Abstract

The strength of the border between two regions was assessed by measuring the tendency of the border to disappear during a 5-min fixation period. We measured the total time the border was judged visible when subjects viewed two hemifields with different chromaticities (six wavelength pairs), five luminance contrasts, or with differences in both, at five levels of luminance. For a homochromatic field, border visibility increased linearly with the logarithm of the luminance contrast, regardless of the particular wavelength of the field. For fields with only chromatic differences, border visibility increased linearly with the logarithm of the tritanopic-purity difference (the relative activity of only the long- and middle-wavelength-sensitive cones). For all borders, visibility increased with an increase in luminance level. Thus borders formed by the combination of chromatic differences and luminance contrasts are more visible than borders that have the same chromatic difference or the same luminance contrast alone.
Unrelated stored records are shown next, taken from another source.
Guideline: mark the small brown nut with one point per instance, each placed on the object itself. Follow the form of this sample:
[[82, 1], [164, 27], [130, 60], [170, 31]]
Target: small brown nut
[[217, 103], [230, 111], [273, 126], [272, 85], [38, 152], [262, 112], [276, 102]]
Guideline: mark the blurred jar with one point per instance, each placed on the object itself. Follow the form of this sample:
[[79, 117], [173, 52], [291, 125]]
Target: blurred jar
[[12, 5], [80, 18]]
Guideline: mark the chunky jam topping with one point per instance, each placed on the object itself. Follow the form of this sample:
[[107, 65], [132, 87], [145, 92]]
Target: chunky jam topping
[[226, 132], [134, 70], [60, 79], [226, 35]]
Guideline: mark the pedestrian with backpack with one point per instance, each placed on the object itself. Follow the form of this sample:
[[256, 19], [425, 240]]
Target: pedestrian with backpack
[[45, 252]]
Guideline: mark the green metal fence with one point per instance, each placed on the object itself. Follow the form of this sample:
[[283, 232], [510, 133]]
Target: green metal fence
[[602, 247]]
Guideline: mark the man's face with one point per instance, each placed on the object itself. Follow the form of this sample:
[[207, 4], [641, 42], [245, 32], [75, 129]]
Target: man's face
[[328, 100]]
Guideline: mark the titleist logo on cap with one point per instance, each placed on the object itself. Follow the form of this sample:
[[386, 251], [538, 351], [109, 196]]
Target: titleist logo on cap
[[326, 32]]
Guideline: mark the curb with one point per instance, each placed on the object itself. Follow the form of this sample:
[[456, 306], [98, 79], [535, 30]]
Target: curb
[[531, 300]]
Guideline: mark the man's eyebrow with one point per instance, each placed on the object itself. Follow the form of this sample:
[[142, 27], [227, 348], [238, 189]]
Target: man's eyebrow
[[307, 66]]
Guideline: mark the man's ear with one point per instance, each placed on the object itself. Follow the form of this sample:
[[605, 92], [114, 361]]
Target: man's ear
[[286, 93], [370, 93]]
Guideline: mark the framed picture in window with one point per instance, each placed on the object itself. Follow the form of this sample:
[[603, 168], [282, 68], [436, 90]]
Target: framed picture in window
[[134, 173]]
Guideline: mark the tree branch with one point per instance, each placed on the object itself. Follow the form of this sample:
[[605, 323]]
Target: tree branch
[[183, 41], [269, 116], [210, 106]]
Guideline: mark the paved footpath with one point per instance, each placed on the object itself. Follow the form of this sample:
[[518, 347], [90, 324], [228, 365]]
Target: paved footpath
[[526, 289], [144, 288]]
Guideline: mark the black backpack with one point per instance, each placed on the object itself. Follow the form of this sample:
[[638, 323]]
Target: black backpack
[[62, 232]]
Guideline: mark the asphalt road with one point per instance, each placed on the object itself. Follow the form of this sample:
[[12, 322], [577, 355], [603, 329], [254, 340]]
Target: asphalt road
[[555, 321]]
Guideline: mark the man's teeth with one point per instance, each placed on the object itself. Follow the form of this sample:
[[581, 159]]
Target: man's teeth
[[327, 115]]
For any chromatic difference, calculations of a luminance contrast that would yield the same border visibility were made. These equivalent luminance-contrast functions for border visibility provide a metric for chromatic differences across a range of luminances that allows chromatic and luminance-contrast sensitivities to be compared in a nonarbitrary way. Relative to chromatic differences, luminance contrast is less effective in maintaining border visibility at lower luminance levels. When the borders combine both chromatic differences and luminance contrasts, a root-mean-square model can be used to account for the data. This is consistent with the idea that chromatic and luminance systems make independent contributions to the visibility of borders.